Con todo, estas campañas tienen que poder defenderse a la luz de sus potenciales beneficios. No es evidente que en la campaña actualmente en desarrollo éstos estén presentes. Tendría sentido si hubiese demasiada desinformación sobre las formas en que se transmite este virus y los métodos de prevención. Pero la población, en una proporción elevada, está bien informada al respecto, especialmente de la importancia del condón como método de prevención. Así por lo menos se desprende de los diversos antecedentes que se han recogido en nuestro país en los últimos años. Por cierto, en otros aspectos queda la sensación de un grado importante de desconocimiento, pero ahí también parece jugar un papel el hecho que los antecedentes se recogen a través de preguntas que dan para dobles lecturas. Y en los otros casos la información tiene que ser específica y dirigida a rebatir creencias equivocadas. Por eso es que la actual campaña no tiene demasiado sentido y cuesta creer que rinda algún fruto. Cuesta creer, además, que los propios expertos confíen en su efectividad.

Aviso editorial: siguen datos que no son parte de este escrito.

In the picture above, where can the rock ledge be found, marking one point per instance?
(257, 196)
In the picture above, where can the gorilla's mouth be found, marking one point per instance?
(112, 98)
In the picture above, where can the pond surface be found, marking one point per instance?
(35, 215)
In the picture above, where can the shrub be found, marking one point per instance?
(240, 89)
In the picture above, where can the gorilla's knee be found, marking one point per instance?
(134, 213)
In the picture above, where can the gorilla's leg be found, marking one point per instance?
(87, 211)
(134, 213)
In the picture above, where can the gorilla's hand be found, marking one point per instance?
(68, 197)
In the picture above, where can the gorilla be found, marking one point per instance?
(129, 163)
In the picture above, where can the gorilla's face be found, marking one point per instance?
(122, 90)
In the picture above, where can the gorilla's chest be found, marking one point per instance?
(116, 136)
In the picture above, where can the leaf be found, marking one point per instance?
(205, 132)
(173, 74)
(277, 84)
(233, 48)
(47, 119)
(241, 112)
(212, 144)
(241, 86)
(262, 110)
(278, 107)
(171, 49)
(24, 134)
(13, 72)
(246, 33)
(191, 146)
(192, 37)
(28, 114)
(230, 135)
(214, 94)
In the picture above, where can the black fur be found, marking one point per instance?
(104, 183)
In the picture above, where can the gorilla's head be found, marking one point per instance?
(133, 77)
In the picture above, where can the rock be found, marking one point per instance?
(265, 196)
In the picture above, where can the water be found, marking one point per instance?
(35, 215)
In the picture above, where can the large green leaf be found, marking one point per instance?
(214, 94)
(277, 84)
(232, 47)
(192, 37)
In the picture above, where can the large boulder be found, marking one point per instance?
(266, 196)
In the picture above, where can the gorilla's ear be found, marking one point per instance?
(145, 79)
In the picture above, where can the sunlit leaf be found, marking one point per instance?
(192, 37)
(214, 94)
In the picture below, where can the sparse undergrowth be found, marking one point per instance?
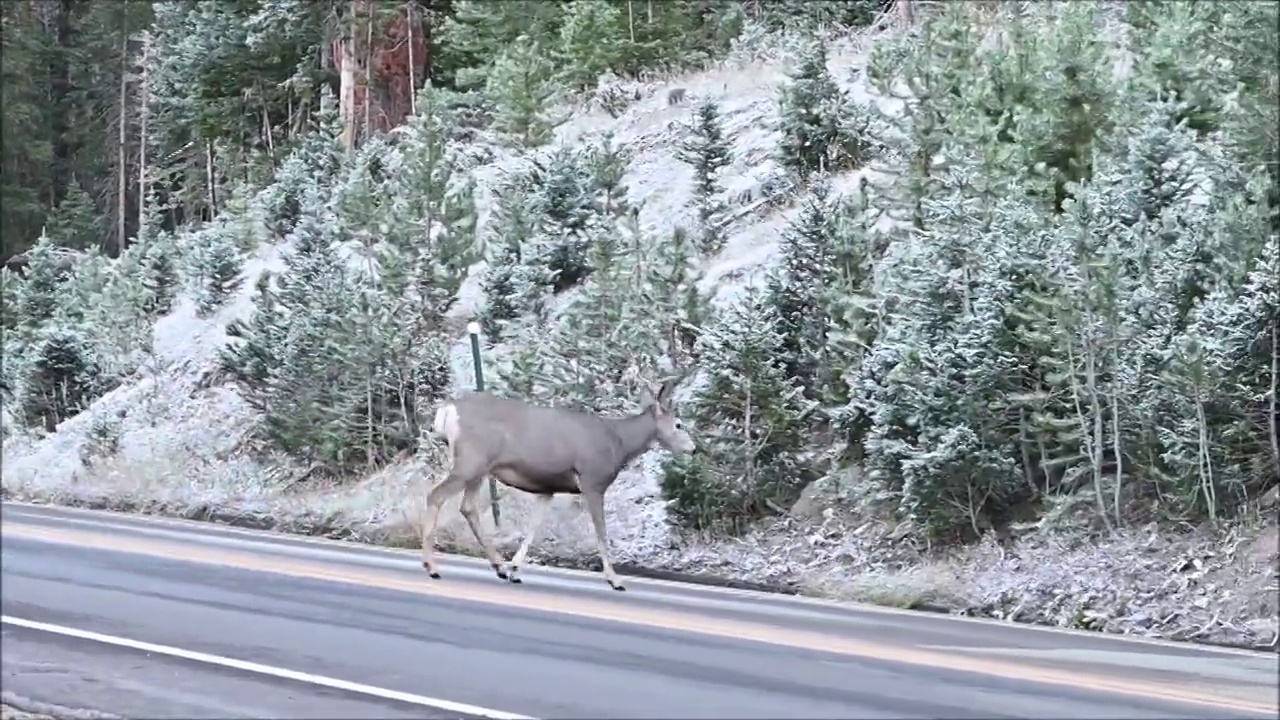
(983, 291)
(1217, 588)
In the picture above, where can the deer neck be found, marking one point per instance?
(634, 436)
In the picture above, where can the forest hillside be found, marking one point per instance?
(977, 304)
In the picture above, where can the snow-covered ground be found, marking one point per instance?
(182, 438)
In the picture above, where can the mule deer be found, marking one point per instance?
(544, 451)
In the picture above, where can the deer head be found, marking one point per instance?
(671, 432)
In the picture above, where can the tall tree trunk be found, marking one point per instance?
(144, 105)
(122, 158)
(347, 77)
(60, 87)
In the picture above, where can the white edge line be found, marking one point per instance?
(448, 706)
(830, 604)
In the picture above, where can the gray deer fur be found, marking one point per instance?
(543, 451)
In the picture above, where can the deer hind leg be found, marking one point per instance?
(447, 488)
(594, 502)
(472, 515)
(536, 518)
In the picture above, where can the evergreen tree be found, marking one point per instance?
(563, 199)
(754, 422)
(522, 89)
(822, 128)
(592, 41)
(39, 292)
(707, 150)
(799, 285)
(74, 222)
(220, 268)
(607, 165)
(62, 381)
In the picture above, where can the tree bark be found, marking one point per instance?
(122, 158)
(347, 78)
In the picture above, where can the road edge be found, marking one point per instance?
(58, 711)
(330, 531)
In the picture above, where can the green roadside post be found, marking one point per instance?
(474, 331)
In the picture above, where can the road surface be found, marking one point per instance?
(152, 618)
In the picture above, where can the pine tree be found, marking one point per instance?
(74, 222)
(798, 287)
(39, 292)
(707, 150)
(607, 165)
(754, 422)
(592, 41)
(822, 128)
(62, 382)
(562, 196)
(222, 265)
(522, 89)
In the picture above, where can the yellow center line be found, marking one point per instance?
(617, 611)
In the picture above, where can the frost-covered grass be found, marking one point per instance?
(184, 440)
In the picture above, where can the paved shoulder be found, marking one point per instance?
(566, 646)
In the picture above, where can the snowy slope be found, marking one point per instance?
(181, 441)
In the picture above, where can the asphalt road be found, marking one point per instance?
(177, 619)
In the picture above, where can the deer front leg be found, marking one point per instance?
(536, 518)
(594, 502)
(432, 516)
(472, 515)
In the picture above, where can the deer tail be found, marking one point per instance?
(447, 423)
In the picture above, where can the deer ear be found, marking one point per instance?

En esta campaña específica parecen plausibles otras motivaciones. «Kulturkampf» es el término acuñado en los primeros años del Imperio Germano para referirse a los esfuerzos del Canciller Bismarck para reducir la influencia católica en Alemania. El término se ha empleado en otros países, en particular en Estados Unidos, para describir la creciente polarización y realineación ideológica que se ha producido en la cultura y vida política de ellos. La particularidad de estos conflictos culturales es que la población se alinea en diversos temas en torno a dos polos claramente identificables y de manera repetida. Estas alineaciones tienen poco que ver con clases sociales, religiones particulares, raza e incluso afiliación partidaria. En su libro «Guerras Culturales», de 1991, el profesor James Hunter de la Universidad de Virginia llama a estos polos «Ortodoxo» y «Progresista». Más allá de los términos elegidos, no cabe duda que nuestro socio comercial del norte parece estar hace rato embarcado en estas guerras que agrupan a su población en dos polos y donde el principal interés no es entender las posturas del otro o enriquecer el debate democrático, sino imponer una agenda excluyendo a otras.

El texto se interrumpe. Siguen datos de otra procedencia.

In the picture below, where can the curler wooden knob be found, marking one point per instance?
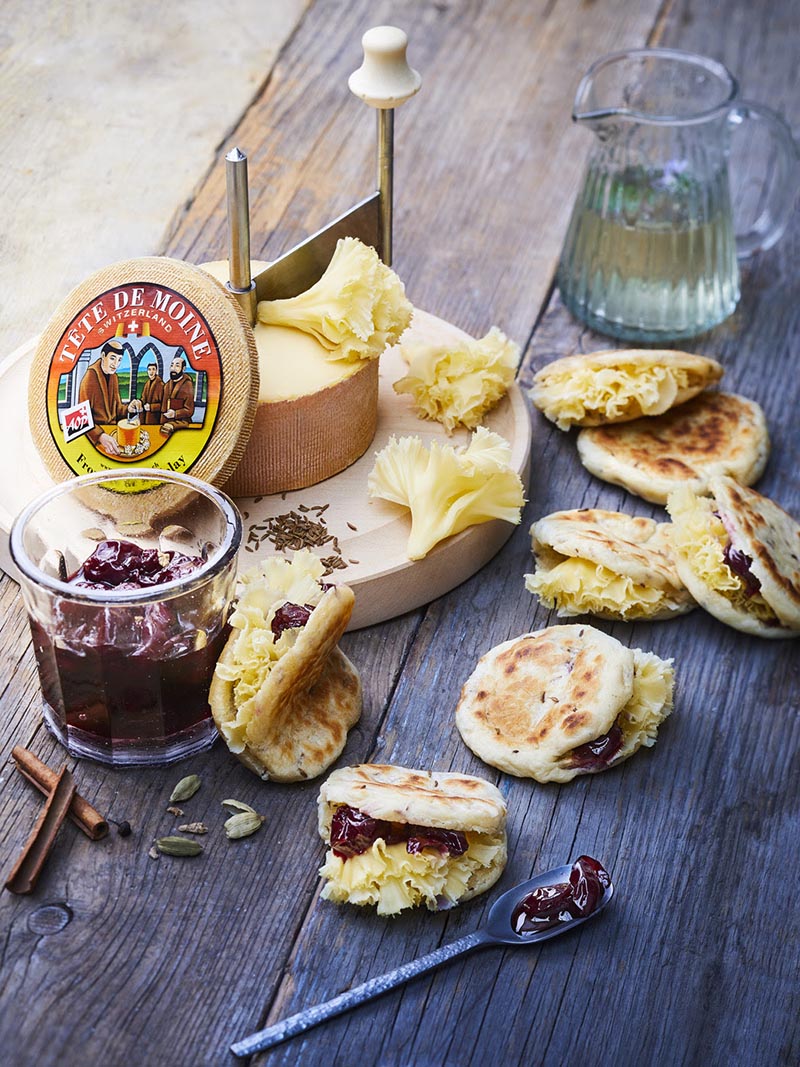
(384, 79)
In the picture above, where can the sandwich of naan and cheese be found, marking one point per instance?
(399, 838)
(563, 701)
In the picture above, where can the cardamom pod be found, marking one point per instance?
(178, 846)
(243, 824)
(238, 806)
(186, 789)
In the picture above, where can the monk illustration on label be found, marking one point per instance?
(178, 399)
(153, 395)
(100, 387)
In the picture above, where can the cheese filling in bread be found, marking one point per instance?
(255, 650)
(399, 838)
(393, 878)
(700, 535)
(609, 394)
(563, 701)
(637, 723)
(581, 587)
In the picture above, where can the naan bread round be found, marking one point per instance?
(307, 702)
(531, 701)
(764, 538)
(716, 433)
(619, 385)
(606, 563)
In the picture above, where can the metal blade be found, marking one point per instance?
(298, 269)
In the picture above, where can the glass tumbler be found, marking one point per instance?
(126, 669)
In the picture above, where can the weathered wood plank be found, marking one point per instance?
(166, 957)
(111, 117)
(165, 962)
(485, 155)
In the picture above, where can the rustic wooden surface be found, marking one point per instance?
(122, 958)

Por historia y tradición cuesta creer que nuestro país pueda embarcarse en conflictos similares y realinear al país ideológicamente en polos equivalentes. Pero algo de eso se respira en el aire. La reciente campaña de prevención del sida agrega poco a lo que ya sabe la población sobre la materia y está en el límite de lo que cabría entender como una batalla cultural. Está marcada por la promoción de una agenda que no se pone en el lugar del otro y, por tanto, se percibe como excluyente. Tampoco hay que engañarse: las respuestas a la campaña también tienen mucho de exclusión. Pero, claro, la primera utiliza los recursos del Estado para promover una agenda particular cuando lo que corresponde con esos recursos es incentivar un proceso de deliberación pública. Mientras tanto, los chilenos tienen pocas ganas de tomar partido en esta guerra. Más bien esperan que estas diferencias y conflictos puedan expresarse abiertamente y enriquecer la discusión en esta materia.